Winnick: I'll Cough Up $25M

As Feds probe his stock sales and management role, GlobalX chairman pledges $25M to employees burnt by 401Ks

October 1, 2002

5 Min Read
Winnick: I'll Cough Up $25M

Is the best defense a good offense? Global Crossing Holdings Ltd. chairman Gary Winnick apparently thinks so: Faced with tough questions from the U.S. House of Representatives, he promised to pay nearly $25 million from his own pocket to all the employees who lost money in the company’s 401K plan.

"I call on the chairmen and CEOs of… any company in this country where employees lose money… to step up and write a check,” he said during his testimony before the House Committee on Energy and Commerce today, emphasizing that he and his family are planning to write a check “a little shy of $25 million” to reimburse the hard-working Global Crossing employees that lost their savings in the company’s 401K plan.

Of course, the next question might be: Is "a little shy of $25 million" enough to make up for the more than $500 million that Winnick extracted from Global Crossing over the years? That question, apparently, has yet to be answered by Congress or anybody else.

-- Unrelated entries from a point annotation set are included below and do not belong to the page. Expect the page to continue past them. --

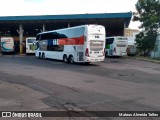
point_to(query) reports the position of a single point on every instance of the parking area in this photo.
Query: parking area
(117, 84)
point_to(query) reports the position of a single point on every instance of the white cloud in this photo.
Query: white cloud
(52, 7)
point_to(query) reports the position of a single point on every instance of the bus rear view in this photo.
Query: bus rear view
(80, 44)
(116, 46)
(7, 44)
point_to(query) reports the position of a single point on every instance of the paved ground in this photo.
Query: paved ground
(28, 84)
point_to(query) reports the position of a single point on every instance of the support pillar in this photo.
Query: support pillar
(21, 38)
(44, 27)
(68, 24)
(124, 29)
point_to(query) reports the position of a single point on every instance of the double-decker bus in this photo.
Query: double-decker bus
(7, 44)
(30, 46)
(78, 44)
(116, 46)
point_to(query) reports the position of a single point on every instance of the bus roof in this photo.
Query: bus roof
(70, 28)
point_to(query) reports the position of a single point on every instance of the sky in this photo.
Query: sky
(55, 7)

Today’s hearing -- which is the second and last Congressional hearing delving into the Indefeasible Rights of Use (IRUs) deals of Global Crossing and Qwest Communications International Inc. (NYSE: Q) -- is centered around the testimony of five current and former Global Crossing executives, including Winnick, and the testimony of four former and current Qwest executives, including former CEO Joseph Nacchio and current president and COO Afshin Mohebbi.

While he denied any wrongdoing or fraudulent transactions, Winnick said that he felt responsible for the demise of the company he constructed from scratch. “Ms. Crumpler, as well as the other people who worked for this company… were family,” he said, responding to testimony this morning by Lennette Crumpler, a former employee of the company who lost her entire retirement fund when the company filed for bankruptcy in January. “And as head of this company, I’ve let them down.”

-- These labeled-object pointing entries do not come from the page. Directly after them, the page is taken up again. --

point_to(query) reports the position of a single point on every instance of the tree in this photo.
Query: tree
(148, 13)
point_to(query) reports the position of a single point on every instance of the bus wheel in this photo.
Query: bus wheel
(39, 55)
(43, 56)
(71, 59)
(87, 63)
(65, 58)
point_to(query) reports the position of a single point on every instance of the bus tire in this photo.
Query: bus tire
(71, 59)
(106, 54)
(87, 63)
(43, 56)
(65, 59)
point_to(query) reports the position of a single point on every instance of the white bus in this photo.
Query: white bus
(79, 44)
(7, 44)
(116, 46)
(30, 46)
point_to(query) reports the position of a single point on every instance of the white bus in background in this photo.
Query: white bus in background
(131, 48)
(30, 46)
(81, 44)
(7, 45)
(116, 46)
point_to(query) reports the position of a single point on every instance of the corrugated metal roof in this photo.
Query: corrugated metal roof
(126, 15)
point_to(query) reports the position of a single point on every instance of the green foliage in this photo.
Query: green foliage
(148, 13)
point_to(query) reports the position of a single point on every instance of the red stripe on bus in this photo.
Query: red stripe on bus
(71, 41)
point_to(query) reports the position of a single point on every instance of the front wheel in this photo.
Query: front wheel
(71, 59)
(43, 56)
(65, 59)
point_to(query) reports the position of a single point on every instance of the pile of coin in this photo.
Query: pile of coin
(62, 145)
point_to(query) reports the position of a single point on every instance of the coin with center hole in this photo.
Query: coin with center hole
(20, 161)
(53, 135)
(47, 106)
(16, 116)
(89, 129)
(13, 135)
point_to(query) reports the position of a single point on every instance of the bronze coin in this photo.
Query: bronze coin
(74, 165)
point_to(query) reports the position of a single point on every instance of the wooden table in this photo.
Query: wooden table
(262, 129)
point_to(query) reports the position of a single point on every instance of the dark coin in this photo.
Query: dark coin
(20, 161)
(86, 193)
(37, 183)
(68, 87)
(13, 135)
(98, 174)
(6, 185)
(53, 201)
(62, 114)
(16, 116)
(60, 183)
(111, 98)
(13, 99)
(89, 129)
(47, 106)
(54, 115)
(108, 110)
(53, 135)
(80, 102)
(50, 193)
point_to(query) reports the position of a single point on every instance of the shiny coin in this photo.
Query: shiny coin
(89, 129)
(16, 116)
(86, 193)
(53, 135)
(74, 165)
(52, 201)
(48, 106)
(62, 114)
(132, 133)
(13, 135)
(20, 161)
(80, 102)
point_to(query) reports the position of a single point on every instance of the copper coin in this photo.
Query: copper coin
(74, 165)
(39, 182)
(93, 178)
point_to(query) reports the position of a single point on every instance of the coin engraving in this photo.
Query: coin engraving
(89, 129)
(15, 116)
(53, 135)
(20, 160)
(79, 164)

Winnick pledged the $25 million after being grilled for hours on issues surrounding his sale of $123 million worth of company stock last May, just as GlobalX started its downward spiral, as well as on his knowledge of the controversial capacity swaps that allegedly helped the company artificially boost its numbers.

Responding to questions from Pennsylvania representative Jim Greenwood and Committee Chairman Billy Tauzin, Winnick insisted that he did not sell his 30 million shares, roughly 10 percent of the stock he held in the company, because he thought the company was in trouble. Instead, he claimed, he and his investment company, Pacific Capital Group, had been thinking about selling the stock for some time. “We decided to pull the trigger in May,” he said, “but this had been contemplated for some time.”

Among the piles of documents presented at the hearing, however, are notes and memos showing that Global Crossing’s former CEO, Thomas Casey, indicated a little more than a month before the sale that the company was $1 billion short on revenue and another $1 billion short on expenses. Only a week prior to the sale of the stock, other meeting notes show that the company was $360 million “light.”

While he admitted talking with Casey almost daily, Winnick said he couldn’t remember ever hearing about these problems. “I don’t have any recollection of Tom conveying that to me,” he said, pointing out that he didn’t attend any of the management meetings. And in any case, he said, Global Crossing was a young company, and it was always nerve-racking before a quarter came to an end. It was the nature of the business that “we never knew what the quarter would look like until the quarter was over.”

Documents were also presented at the hearing showing that Winnick not only knew of several of the controversial capacity swaps with competitors, but also used his influence to help close the deals. While Winnick admitted to knowing about large transactions, such as a swap of Atlantic assets with 360networks Inc., he said that there was a good business case for the deals. If the figures involved were large enough, these swaps would have had to be approved by numerous executives, Arthur Andersen LLP, the company’s former outside auditor, and Winnick himself.

In a memo dated April 16, Casey had written, “We do not have more room for these reciprocal deals.” “I do not have a recollection of that,” Winnick stated, pointing out that several large IRU deals had been rejected because they didn’t meet the company’s business standards.Later in today’s hearing, Qwest executives are expected to testify that they never put any pressure on the company’s employees to cut corners to make the numbers, and that they didn’t participate in so-called sham deals. In last week’s hearing, several current and former Qwest and Global Crossing employees testified that it had become “unacceptable” not to make the numbers expected on the Street (see Did Qwest Qwash Morgan's Analysts?).

"Global Crossing's bankruptcy, based on the facts known to me, is a result not of any fraud, but of a catastrophe that befell an entire industry sector," Winnick said in his testimony today. But while he insisted that he hadn’t done anything wrong, Winnick said that as head of Global Crossing, he is responsible for the suffering of the company’s employees. “This is not about money,” he said. “It’s about people. It’s always about people... The only legacy that I’m going to leave this planet with is my name, and the name that I’ve given my family.”